Sambista era conhecido por dar voz aos malandros da periferia

Gilberto Costa/ Repórter da Agência Brasil
O encontro iniciado na tarde de sábado deverá terminar no domingo com churrasco. “Serão praticamente dois dias de festa, entendeu? A gente canta samba à vontade, inédito e gravado, e faz aquela reverência ao nosso mestre.” As expectativas de duração da festa e também do público presente são de Roxinho, autor de Transação de Malandro e A Semente – um dos grandes clássicos do sambista –, entre outros sambas gravados por Bezerra.

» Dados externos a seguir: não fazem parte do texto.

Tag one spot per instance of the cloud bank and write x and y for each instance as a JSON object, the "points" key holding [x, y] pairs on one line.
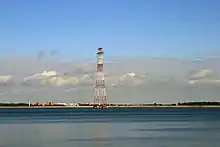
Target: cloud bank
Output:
{"points": [[144, 80]]}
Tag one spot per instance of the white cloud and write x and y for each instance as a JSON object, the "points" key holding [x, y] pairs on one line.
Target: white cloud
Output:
{"points": [[5, 79], [165, 81]]}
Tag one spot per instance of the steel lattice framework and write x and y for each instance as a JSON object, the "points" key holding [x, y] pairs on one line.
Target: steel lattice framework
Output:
{"points": [[100, 95]]}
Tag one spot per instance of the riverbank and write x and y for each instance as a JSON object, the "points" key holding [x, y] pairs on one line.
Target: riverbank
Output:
{"points": [[164, 106]]}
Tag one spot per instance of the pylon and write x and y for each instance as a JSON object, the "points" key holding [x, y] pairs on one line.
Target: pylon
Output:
{"points": [[100, 95]]}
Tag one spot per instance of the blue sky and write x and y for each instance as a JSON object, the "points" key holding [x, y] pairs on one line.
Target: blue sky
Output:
{"points": [[176, 28]]}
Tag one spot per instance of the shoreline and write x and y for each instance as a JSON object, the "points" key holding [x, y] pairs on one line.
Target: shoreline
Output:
{"points": [[60, 107]]}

Feijoada e churrasco marcam também os 12 anos de funcionamento do Q.G. dos Compositores e Amigos do Bezerra da Silva, que também funciona em Mesquita. O convite está nas redes sociais, o evento é para todos, mas não deve aparecer nenhum “cagoete”, “bicho”, “mané” ou “otário”. Esses tipos da linguagem informal, muito peculiar em parte do Rio de Janeiro, são detestados pelo sistema planetário de sambistas que ainda orbita Bezerra.
"Bizerrês"
“De cagoete, ninguém gosta. É uma praga, coisa ruim. Não vê na polícia? Tem sempre um safado lá pra dedurar, pra dizer qual é paradinha do irmão”, explica o compositor Tião Miranda, autor de Língua de Tamanduá, samba cantado por Bezerra da Silva no disco Alô Malandragem, Maloca o Flagrante, de 1986. A canção é especialmente dedicada aos delatores ou “traíras”, “dedos de seta”, “dedos de radar”, “línguas nervosas”, conforme o léxico de Bezerra da Silva.

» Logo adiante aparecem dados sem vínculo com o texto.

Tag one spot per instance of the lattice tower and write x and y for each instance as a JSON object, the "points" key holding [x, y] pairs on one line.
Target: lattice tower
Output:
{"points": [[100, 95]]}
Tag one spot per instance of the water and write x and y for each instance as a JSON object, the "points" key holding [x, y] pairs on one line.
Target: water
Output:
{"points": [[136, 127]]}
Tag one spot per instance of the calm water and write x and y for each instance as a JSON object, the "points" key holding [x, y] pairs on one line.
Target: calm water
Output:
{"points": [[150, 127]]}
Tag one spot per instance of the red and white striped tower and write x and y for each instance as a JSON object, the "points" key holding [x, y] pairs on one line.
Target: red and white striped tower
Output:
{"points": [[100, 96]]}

“Bicho”, no mesmo dicionário, é vagabundo e até bandido. “É quem não quer nada, não quer trabalhar, não faz nada. É quem dá tiro na polícia, mata os outros quando vai assaltar”, traduz Tião Miranda. “Malandro demais vira bicho”, alertava Bezerra no samba Os Federais Estão Te Filmando, assinado por Silva Jr. e gravado em 1993.
“Mané” e “otário” são sinônimos, e no "bizerrês" querem dizer algo mais do que tolo ou ingênuo. “O otário é aquele cara que te dá um bote. Pede dinheiro emprestado a você, e não te paga. Tudo que ele faz está errado”, descreve o compositor Enedir Vieira Dantas, mais conhecido como Pinga entre as rodas de samba da Baixada Fluminense e autor de músicas como Quem Usa Antena é Televisão, feita em parceria com Celsinho da Barra Funda e gravada por Bezerra da Silva em 1986.

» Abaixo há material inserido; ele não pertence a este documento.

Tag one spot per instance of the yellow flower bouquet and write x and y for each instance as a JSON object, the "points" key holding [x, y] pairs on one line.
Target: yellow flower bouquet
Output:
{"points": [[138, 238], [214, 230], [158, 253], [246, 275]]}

Para entender mesmo o que é otário ou mané é preciso consultar a versão de antônimos do Dicionário de Bizerrês. As duas palavras são usadas em diferentes músicas como o contrário de malandro. Afinal “malandro é malandro e mané é mané”, como há anos explica a letra de Neguinho da Beija-Flor, registrada na voz de Bezerra da Silva em disco de 2000.
O malandro do Bezerra
O malandro é o principal personagem de Bezerra da Silva. Era o embaixador das favelas, o cronista da vida das pessoas que moram nas periferias e nas comunidades mais pobres. A história de Bezerra da Silva o habilita para essas atribuições. Ele viveu os problemas que retratou em canções próprias ou do grupo de amigos compositores como Roxinho, Tião e Pinga.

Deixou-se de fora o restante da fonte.